The 2023 CCE group poses with members of the U.S. Forest Service dusky Canada goose monitoring team after learning how to analyze and collect data about a dusky Canada goose nest island site in the Copper River Delta near Cordova. Cordova, June 2023.
The Alaska SeaLife Center is a proud member of the CORaL Network (Community Organized Restoration and Learning), a community of six organizations located throughout the oil spill affected region who are collaborating to build deeper engagement with our communities. Together, we pooled our knowledge and resources to create the Community Coastal Experience (CCE) — a unique learning and networking opportunity that would take eight ambitious applicants on an exploration of marine science, archaeology, cultural history, and other STEAM (science, technology, engineering, art, and math) topics related to the study and conservation of natural resources throughout the Kenai Peninsula and Prince William Sound.
Thanks to some great leadership from the Center for Alaskan Coastal Studies and financial backing through the Exxon Valdez Oil Spill Trustee Council, this innovative new coastal learning and sharing program was designed with topics of environmental restoration and subsistence at the forefront. Driven by our overarching ambition to promote equity and the co-production of knowledge, the program’s structure remained flexible, allowing space for participants themselves to shape the learning experience. For this first year of the program, we were fortunate enough to be joined by individuals with deep ties to rural village communities in oil spill affected areas, allowing for intimate discussion around shared experience and bringing uniquely personal perspectives to topics of subsistence living and resource management. In this way, we too were able to learn through the experience.
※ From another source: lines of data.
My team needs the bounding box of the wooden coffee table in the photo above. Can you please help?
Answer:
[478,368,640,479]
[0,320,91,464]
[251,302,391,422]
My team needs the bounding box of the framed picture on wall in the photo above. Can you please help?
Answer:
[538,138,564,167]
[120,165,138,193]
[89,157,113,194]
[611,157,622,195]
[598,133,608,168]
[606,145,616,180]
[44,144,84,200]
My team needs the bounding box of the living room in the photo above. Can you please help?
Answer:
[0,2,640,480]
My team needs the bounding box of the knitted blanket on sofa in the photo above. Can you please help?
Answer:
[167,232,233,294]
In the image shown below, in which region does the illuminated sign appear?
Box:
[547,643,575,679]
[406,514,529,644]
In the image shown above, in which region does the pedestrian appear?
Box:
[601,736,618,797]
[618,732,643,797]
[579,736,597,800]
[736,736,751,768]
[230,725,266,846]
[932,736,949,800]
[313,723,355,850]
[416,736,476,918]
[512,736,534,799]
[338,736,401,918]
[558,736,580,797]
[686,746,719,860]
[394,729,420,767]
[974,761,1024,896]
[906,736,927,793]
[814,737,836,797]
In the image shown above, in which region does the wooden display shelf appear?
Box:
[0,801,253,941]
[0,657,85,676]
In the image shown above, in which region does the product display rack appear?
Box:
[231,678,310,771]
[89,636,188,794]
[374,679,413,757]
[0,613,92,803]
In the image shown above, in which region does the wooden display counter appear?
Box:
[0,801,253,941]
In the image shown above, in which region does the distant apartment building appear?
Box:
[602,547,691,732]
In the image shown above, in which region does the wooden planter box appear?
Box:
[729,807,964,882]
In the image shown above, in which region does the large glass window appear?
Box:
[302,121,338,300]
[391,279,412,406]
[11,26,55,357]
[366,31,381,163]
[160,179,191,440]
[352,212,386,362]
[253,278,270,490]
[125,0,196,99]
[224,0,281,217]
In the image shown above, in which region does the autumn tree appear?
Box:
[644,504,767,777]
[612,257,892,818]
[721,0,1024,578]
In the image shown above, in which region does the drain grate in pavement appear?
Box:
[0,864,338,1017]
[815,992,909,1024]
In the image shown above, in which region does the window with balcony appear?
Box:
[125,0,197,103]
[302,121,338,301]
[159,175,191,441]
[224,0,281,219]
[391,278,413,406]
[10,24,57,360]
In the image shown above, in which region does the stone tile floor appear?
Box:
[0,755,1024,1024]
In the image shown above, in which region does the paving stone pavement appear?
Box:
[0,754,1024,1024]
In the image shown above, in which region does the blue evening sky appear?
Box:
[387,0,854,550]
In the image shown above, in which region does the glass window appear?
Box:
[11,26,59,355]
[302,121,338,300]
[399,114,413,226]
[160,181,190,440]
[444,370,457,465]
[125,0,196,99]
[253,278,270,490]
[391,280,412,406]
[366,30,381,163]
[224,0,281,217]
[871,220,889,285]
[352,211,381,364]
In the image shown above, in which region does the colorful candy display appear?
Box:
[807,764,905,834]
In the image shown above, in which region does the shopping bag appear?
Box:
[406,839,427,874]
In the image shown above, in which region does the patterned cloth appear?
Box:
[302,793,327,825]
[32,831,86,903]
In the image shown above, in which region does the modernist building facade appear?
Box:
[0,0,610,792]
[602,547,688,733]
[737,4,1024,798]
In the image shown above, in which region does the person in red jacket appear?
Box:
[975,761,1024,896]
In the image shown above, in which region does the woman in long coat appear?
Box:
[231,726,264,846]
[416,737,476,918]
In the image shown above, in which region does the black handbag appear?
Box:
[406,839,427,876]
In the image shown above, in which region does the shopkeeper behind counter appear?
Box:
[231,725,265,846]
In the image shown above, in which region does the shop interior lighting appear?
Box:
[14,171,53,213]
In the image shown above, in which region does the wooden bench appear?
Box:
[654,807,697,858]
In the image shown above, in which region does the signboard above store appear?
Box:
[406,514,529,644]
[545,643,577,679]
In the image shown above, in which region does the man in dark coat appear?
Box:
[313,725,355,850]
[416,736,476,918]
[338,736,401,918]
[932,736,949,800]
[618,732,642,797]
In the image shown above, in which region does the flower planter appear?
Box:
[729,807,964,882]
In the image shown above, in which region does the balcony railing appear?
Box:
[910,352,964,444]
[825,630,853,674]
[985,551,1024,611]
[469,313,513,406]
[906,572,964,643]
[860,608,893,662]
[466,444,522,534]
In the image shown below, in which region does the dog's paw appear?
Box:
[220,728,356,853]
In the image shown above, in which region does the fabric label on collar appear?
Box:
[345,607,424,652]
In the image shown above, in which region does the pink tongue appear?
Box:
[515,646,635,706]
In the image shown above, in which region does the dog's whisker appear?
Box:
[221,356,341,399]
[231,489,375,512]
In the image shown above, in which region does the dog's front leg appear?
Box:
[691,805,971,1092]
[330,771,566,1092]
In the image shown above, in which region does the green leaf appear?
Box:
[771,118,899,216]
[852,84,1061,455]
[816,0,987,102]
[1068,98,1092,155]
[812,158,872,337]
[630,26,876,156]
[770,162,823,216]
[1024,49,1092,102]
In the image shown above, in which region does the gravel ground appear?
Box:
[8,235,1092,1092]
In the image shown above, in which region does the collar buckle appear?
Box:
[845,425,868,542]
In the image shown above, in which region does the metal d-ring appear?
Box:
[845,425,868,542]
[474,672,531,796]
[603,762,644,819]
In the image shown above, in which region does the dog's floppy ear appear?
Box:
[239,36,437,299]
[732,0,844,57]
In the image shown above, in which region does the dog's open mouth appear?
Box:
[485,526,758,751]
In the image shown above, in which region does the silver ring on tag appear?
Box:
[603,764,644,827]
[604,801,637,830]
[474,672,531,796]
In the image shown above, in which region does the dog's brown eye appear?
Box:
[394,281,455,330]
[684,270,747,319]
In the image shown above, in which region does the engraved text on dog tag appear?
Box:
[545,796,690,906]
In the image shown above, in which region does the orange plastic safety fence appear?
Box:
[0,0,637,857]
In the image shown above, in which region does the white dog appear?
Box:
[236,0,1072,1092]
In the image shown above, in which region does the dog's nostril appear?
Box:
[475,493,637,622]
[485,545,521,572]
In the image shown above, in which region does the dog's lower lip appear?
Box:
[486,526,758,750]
CCE participant Sarjus Moonin prepares wild celery to add to a group meal while sharing knowledge and discussing local edible plants with CCE leader Sarah McIntosh. Homer, June 2023
The CCE’s five-week itinerary included stops in Kachemak Bay, Seward, Cordova, and Kodiak. At each location, time was spent developing a shared understanding of a “sense of place.” We were welcomed by native organizations and local knowledge-bearers, whose generosity helped participants gain insights into each area’s cultural history and traditions. CORaL partner organizations shared their own in-depth ways of knowing through tours, encounters, and chats with experts. For CCE participants, building contacts within these organizations helped introduce them to potential career pathways, jobs that may become open, and new resources that they could share within their own communities.
Seward was the second stop on the group’s five-week tour. During their first day in our community, the group met with representatives from the Qutekcak native tribe to explore the area’s history from a Qutekcak perspective, and participated in traditional Sugpiaq games and crafts. The group also explored an ancient Sugpiaq “midden”, an archaeological designation for a waste site. By examining middens and their contents, researchers uncover valuable relics and expand our understanding of historical lifestyles and cultures of Alaska’s native people.
The Alaska SeaLife Center dedicated two days engaging with staff from every department, collaborating on the discussion of possible careers in research, veterinary science, wildlife rescue, facility operations, and community education opportunities. As one CCE participant said, “It helped me realize that one degree isn’t the only way to find the job you want and can be passionate about”.
The group also spent time at the Alaska Vocational Technical Center (AVTEC) Alaska Maritime Training Center, exploring state-of-the-art maritime simulators and learning about the various classes and programs available to those interested in a maritime career.
CCE participant holds a rhinoceros auklet during a tour of the Alaska SeaLife Center’s Avian Department
The group rounded out the visit with a two-day tour on Resurrection Bay — first on a Kenai Fjords tour boat, then on the RV Nanuq, a research vessel owned by the University of Alaska Fairbanks (UAF). “I love being out on the water, and it was really cool to see how research like plankton tows and ocean acidification monitoring is done in the field,” said one CCE participant.
CCE organizers and participants on board a Kenai Fjords Tour Boat in Resurrection Bay
These young adults will serve not only as potential future interns and staff at CORaL partner organizations, but as intermediaries in the exchange of knowledge between Alaska’s rural communities and the marine sciences — an exchange that will prove vital in fostering sustainability and the protection of Alaska’s natural resources moving forward.
The Alaska Sea Life Center and our CORaL partners learned a great deal from our participants. Thanks to the passionate engagement of the eight individuals selected to participate we’ve already started to plan for the next cohort, with an expanded CCE program incorporating their clear guidance. At the Alaska SeaLife Center the CCE participants gave the entire CORaL leadership team valuable information that we can use to improve the experience for the thousands of visitors we welcome each year. By following their recommendations, we will be able to add a native perspective showcasing the rich maritime culture of the region. These gifts will help the Alaska SeaLife Center and all of our CORaL partners better reflect the region’s cultural history. We are so grateful for these gifts – Quyana.